One uncertainty regarding the efficacy of Inspiolto Respimat (Tio+Olo 5/5 mcg) is that the minimal clinically important difference (MCID) between the combination product and the single components for lung function (FEV₁ AUC_0-3h and trough FEV₁) has not been clearly defined nor has the MCID for the improvement of SGRQ or TDI; however, improvement in lung function and SGRQ and TDI were observed in patients treated with Tio+Olo 5/5 mcg when compared with the single components.
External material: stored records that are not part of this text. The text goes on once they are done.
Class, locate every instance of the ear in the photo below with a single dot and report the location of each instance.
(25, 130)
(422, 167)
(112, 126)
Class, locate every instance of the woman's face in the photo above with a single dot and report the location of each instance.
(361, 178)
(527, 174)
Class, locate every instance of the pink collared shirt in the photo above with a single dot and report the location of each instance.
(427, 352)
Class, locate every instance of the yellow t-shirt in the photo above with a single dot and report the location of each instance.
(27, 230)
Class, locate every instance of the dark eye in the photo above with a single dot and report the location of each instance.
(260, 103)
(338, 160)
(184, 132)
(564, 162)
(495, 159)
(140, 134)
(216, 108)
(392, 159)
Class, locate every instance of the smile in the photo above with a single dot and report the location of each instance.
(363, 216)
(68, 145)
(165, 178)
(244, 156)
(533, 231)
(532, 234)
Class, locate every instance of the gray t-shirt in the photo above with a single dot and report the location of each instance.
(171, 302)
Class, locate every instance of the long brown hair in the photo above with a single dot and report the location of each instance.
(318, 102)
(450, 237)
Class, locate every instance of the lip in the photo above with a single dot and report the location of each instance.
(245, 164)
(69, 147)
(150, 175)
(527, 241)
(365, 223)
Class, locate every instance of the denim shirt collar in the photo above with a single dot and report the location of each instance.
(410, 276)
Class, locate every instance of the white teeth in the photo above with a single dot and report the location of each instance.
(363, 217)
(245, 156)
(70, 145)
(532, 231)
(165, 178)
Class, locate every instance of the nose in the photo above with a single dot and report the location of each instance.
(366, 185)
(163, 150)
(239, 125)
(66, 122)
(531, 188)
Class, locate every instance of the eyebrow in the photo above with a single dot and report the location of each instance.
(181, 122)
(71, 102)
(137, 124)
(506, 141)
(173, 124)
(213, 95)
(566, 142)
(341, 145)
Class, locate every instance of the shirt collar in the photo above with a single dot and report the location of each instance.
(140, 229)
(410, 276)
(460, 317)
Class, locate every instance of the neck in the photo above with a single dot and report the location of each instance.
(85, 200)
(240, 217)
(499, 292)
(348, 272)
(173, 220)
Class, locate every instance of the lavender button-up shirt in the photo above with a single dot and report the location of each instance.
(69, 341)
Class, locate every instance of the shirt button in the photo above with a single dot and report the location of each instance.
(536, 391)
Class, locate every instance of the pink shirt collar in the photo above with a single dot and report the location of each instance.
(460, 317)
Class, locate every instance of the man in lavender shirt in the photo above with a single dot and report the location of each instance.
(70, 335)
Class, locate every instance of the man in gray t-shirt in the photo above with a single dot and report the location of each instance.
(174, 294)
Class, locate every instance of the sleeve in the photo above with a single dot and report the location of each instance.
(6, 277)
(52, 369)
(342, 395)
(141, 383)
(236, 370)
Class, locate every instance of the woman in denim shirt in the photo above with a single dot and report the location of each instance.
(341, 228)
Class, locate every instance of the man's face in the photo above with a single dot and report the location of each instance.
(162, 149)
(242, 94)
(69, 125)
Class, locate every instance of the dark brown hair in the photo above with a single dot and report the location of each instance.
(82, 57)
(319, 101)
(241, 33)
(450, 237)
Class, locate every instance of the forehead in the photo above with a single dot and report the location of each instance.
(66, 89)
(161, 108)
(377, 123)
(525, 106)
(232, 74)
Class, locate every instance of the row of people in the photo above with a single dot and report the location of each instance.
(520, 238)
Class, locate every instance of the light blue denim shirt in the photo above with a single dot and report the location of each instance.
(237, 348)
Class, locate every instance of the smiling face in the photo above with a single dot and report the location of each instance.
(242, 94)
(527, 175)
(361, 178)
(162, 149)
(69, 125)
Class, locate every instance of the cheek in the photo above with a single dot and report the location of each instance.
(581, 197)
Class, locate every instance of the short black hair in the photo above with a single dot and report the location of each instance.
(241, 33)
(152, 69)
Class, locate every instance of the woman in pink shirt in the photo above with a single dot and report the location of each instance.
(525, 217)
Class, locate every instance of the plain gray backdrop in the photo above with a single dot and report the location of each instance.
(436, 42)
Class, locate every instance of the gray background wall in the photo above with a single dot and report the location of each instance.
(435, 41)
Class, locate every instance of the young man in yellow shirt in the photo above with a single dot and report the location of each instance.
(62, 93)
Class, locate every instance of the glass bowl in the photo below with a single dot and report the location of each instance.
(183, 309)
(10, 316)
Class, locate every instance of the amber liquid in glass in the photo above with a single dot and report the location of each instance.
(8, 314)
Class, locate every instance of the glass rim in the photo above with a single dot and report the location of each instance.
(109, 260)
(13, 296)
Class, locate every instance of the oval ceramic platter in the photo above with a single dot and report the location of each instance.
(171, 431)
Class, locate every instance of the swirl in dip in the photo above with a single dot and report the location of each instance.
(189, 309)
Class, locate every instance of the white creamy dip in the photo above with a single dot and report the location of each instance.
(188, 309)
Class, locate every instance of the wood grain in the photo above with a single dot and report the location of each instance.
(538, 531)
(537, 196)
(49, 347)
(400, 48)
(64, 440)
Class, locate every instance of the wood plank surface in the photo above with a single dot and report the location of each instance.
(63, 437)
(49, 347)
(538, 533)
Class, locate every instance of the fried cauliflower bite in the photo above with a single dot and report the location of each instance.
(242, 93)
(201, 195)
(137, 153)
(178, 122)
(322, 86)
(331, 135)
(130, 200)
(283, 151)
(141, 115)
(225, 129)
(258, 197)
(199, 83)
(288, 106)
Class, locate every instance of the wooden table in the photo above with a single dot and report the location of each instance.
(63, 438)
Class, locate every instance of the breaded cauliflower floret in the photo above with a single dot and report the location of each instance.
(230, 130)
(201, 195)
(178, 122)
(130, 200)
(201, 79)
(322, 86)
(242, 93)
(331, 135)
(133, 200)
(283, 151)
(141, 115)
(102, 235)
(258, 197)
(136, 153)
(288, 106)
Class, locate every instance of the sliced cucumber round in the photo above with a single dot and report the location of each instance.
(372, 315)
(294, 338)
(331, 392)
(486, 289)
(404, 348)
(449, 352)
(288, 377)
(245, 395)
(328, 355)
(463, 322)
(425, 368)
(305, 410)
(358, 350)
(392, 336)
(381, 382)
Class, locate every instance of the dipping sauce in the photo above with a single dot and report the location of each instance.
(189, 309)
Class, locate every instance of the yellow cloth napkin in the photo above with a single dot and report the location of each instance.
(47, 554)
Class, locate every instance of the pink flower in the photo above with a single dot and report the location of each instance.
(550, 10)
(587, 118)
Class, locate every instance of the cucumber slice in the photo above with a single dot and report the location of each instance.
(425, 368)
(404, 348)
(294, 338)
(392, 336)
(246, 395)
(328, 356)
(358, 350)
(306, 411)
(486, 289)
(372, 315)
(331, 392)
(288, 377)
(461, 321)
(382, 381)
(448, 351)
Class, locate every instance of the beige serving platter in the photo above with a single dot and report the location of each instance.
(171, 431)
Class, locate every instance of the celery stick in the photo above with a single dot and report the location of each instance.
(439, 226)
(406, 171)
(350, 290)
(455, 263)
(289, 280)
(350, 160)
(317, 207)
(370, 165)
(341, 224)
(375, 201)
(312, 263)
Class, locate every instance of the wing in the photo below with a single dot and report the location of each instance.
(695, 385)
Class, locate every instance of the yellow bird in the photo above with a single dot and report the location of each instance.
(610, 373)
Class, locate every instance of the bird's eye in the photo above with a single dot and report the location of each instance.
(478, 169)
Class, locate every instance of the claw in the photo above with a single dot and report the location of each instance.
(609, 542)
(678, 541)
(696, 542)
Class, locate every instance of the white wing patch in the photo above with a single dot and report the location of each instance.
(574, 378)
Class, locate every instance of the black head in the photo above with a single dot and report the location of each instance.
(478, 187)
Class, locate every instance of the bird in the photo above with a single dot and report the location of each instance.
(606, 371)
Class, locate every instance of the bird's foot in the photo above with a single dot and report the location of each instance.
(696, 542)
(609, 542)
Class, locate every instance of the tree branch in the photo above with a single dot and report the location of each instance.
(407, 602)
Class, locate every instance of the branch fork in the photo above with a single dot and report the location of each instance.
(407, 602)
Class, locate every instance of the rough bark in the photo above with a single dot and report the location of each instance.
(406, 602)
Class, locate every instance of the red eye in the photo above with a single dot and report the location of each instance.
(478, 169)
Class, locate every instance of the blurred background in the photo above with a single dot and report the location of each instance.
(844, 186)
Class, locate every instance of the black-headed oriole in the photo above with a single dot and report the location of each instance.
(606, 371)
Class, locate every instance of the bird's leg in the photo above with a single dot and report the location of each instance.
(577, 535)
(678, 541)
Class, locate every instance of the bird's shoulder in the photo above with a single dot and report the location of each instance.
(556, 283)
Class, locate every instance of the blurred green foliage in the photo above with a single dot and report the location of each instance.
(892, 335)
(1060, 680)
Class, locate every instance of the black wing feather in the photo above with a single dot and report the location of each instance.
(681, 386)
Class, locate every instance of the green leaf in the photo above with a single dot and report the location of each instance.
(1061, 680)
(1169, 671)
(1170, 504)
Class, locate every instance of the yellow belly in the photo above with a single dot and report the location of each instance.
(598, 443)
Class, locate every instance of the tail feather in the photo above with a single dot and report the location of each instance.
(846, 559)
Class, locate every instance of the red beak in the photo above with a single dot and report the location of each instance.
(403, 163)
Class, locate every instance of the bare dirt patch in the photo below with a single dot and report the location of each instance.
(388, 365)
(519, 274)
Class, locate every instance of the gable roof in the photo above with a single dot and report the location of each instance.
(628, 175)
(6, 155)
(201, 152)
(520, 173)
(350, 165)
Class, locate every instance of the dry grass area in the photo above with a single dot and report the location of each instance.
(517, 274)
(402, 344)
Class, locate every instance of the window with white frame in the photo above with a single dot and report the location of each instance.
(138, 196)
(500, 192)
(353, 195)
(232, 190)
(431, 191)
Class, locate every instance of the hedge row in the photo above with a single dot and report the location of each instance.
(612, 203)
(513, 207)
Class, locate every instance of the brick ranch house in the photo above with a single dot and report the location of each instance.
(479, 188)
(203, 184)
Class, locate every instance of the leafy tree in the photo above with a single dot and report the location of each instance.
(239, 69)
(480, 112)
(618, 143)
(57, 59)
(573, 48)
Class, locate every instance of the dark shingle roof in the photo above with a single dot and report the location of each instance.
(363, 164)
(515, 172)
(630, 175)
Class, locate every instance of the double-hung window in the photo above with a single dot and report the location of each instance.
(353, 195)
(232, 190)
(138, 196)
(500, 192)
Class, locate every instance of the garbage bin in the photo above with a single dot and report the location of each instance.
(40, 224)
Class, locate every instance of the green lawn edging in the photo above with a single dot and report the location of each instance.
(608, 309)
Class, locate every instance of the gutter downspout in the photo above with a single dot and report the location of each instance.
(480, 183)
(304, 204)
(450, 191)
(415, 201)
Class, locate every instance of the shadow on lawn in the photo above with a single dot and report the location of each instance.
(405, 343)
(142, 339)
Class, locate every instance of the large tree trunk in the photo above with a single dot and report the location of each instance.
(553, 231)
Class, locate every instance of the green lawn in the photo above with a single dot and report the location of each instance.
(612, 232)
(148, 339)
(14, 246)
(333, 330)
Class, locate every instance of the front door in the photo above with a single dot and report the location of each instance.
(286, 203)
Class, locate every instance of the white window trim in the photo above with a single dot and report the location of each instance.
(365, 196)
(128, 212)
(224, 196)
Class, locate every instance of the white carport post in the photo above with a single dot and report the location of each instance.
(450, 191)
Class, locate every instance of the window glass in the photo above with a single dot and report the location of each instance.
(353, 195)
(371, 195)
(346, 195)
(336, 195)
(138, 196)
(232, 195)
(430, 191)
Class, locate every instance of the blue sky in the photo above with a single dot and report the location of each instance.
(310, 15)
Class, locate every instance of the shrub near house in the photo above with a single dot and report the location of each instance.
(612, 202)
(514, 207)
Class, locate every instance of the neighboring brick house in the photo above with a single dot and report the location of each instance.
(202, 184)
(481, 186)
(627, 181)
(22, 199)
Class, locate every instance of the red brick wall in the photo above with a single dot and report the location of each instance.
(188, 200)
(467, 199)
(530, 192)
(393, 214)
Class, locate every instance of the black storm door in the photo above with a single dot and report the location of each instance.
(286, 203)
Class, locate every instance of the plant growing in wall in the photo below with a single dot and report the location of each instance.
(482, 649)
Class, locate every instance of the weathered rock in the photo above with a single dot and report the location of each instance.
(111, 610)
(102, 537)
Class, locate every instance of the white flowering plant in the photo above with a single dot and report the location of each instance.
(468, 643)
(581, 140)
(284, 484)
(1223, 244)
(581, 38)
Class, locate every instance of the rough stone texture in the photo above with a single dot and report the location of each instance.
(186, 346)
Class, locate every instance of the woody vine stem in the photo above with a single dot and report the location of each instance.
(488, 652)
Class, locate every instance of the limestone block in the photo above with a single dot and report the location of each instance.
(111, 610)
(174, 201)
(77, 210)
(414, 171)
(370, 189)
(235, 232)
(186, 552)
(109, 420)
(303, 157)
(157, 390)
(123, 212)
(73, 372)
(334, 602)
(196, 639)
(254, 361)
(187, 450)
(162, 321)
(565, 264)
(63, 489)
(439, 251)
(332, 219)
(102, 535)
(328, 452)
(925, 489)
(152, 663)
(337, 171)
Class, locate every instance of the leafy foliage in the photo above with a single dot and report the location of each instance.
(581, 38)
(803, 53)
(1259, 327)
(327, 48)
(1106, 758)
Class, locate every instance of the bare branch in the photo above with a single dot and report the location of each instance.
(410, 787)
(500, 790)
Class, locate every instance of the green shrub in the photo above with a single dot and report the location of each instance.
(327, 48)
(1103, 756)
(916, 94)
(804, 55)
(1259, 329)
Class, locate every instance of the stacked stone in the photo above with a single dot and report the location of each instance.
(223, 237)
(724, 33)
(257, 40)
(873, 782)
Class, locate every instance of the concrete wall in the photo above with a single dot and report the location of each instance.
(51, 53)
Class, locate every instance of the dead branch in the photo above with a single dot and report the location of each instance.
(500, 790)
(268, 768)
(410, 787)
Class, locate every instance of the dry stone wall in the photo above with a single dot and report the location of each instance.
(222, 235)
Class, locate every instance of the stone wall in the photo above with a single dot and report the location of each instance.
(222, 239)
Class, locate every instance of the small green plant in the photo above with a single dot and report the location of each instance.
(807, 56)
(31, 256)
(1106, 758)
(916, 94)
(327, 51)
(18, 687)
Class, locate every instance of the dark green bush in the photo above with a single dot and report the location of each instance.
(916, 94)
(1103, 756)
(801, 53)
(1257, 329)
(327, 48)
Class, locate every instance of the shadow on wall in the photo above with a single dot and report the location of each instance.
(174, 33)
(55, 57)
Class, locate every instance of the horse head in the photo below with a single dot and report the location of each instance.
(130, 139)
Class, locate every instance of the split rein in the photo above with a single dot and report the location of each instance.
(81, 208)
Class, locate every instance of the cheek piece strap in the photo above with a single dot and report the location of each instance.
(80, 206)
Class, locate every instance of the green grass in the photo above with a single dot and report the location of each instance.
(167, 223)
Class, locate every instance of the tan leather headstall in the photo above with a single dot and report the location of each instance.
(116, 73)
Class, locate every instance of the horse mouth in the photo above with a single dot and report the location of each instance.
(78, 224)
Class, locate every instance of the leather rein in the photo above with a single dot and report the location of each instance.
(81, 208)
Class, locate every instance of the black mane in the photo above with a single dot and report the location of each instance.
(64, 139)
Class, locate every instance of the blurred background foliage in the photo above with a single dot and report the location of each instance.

The most frequently reported adverse events (AEs) were in the system organ class (SOC) of infections and infestations disorders. The percentage of patients experiencing AEs was generally comparable between treatment with Inspiolto Respimat (Tio+Olo 5/5 mcg) and tiotropium 5 mcg and olodaterol 5 mcg. The most common AEs were nasopharyngitis, upper respiratory tract infection, bronchitis, urinary tract infection, sinusitis, oropharyngeal candidiasis, dizziness, hypertension, cough, oropharyngeal pain, dysphonia, diarrhea, constipation, dry mouth, edema peripheral, fatigue, back pain, and arthralgia. A total of 96 deaths were reported in two pivotal trials; there was no imbalance between treatment groups. Approximately 16.4% of patients in these studies reported serious adverse events (SAEs). The highest frequency of SAEs was reported in the SOC of respiratory, thoracic and mediastinal disorders. There were no apparent imbalances regarding number of deaths and SAEs between Inspiolto Respimat and its single components (tiotropium 5 mcg and olodaterol 5 mcg). In the pivotal studies, cardiovascular AEs by standardized Medical Dictionary for Regulatory Activities (MedDRA) query (SMQ) were generally balanced across treatment groups. The most frequent cardiovascular AEs were cardiac arrhythmias and ischaemic heart disease. The incidence across the major cardiac adverse event (MCAE) endpoints was also balanced across treatment groups.

Uncertainties regarding the safety of Inspiolto Respimat (Tio+Olo 5/5 mcg) include:

1. long-term safety beyond one year of use, in particular, adverse cardiovascular events;
2. use in patients who have a recent history of myocardial infarction, unstable or life-threatening cardiac arrhythmia, paroxysmal tachycardia, and decompensated heart failure; and
3. use in patients with hepatic impairment or severe renal impairment, or pregnant or breast-feeding women.

The evidence submitted in this NDS supports the safety and efficacy of Inspiolto Respimat (Tio+Olo 5/5 mcg) for the recommended indication and dosage administration. The risk-benefit profile of Inspiolto Respimat (Tio+Olo 5/5 mcg) is considered favorable.